Clocking CityTime, the Craziest Contract Ever

By Jeremy Smerd

Jul. 1, 2010

In March 2003, executives at software company Science Applications International Corp. were scrambling for a way out of a deal with New York City to build a timekeeping system for its 167,000 municipal employees.


The contract was worth $114 million. But SAIC executives realized soon after taking over the work from a previous contractor that there was no way they could build a system for that amount. The city’s workforce was too large, its union rules too complex.


“We should have killed the deal right there,” says Gerard Denault, vice president and operations manager of SAIC.


The company fired the employee who signed the contract, but the city didn’t let SAIC off the hook. Instead, lawyers at the Office of Payroll Administration, the agency overseeing the project, insisted that SAIC fulfill its end of the deal. With the remaining city funds plus $30 million of its own money, SAIC developed the framework for the software that would eventually be called CityTime.

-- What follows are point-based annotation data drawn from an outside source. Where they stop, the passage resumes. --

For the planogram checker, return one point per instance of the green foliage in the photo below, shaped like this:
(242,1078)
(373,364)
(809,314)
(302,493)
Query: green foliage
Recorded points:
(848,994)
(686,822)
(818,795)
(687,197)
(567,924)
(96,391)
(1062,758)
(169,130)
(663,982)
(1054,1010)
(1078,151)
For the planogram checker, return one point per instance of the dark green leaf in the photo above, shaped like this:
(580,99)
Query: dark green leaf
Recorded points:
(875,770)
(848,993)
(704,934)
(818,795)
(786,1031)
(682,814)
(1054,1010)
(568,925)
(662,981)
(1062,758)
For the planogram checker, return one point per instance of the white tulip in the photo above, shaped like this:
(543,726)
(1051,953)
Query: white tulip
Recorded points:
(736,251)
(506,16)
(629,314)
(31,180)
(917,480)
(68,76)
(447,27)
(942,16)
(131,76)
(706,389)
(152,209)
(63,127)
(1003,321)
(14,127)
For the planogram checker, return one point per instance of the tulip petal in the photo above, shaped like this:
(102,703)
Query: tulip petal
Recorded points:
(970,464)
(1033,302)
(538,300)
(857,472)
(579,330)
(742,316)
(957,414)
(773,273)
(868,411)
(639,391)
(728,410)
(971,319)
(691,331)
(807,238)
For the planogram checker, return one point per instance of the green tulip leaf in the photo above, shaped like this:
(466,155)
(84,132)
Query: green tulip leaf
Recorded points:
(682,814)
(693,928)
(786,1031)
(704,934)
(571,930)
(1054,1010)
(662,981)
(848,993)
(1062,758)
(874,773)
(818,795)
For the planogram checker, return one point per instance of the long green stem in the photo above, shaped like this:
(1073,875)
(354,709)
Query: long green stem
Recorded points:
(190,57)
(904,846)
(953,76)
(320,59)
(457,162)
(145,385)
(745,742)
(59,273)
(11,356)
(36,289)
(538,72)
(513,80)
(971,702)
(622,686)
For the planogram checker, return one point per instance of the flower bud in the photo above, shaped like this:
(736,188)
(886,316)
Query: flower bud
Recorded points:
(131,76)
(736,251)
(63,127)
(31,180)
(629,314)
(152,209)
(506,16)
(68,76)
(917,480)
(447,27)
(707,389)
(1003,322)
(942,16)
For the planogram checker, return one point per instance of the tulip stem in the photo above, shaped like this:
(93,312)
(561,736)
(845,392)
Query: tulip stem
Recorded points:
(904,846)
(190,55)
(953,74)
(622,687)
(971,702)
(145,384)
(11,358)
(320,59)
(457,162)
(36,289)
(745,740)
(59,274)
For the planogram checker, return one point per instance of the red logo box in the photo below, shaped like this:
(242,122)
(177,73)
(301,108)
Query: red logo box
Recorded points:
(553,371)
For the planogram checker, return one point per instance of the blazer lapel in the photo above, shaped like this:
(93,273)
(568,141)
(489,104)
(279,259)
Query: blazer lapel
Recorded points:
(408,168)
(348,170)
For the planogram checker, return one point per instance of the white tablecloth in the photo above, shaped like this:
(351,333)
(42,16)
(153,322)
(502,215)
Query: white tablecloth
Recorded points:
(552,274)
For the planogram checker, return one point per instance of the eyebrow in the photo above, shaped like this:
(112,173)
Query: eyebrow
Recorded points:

But what started in 1998 as a $63 million project has ballooned today to more than $700 million and counting. Less than half the municipal workforce—about 77,000 employees—are expected to be on CityTime when SAIC’s contract with the city expires in September.


Delayed and over budget, CityTime has become an easy political target for unions expressing privacy concerns and politicians staring down budget cuts. Many of the delays and wasted dollars can be traced back to foot-dragging and internal politics within city agencies, as well as a failure by city administrators to grasp, at least initially, the technical complexity and political perils of the enormous project.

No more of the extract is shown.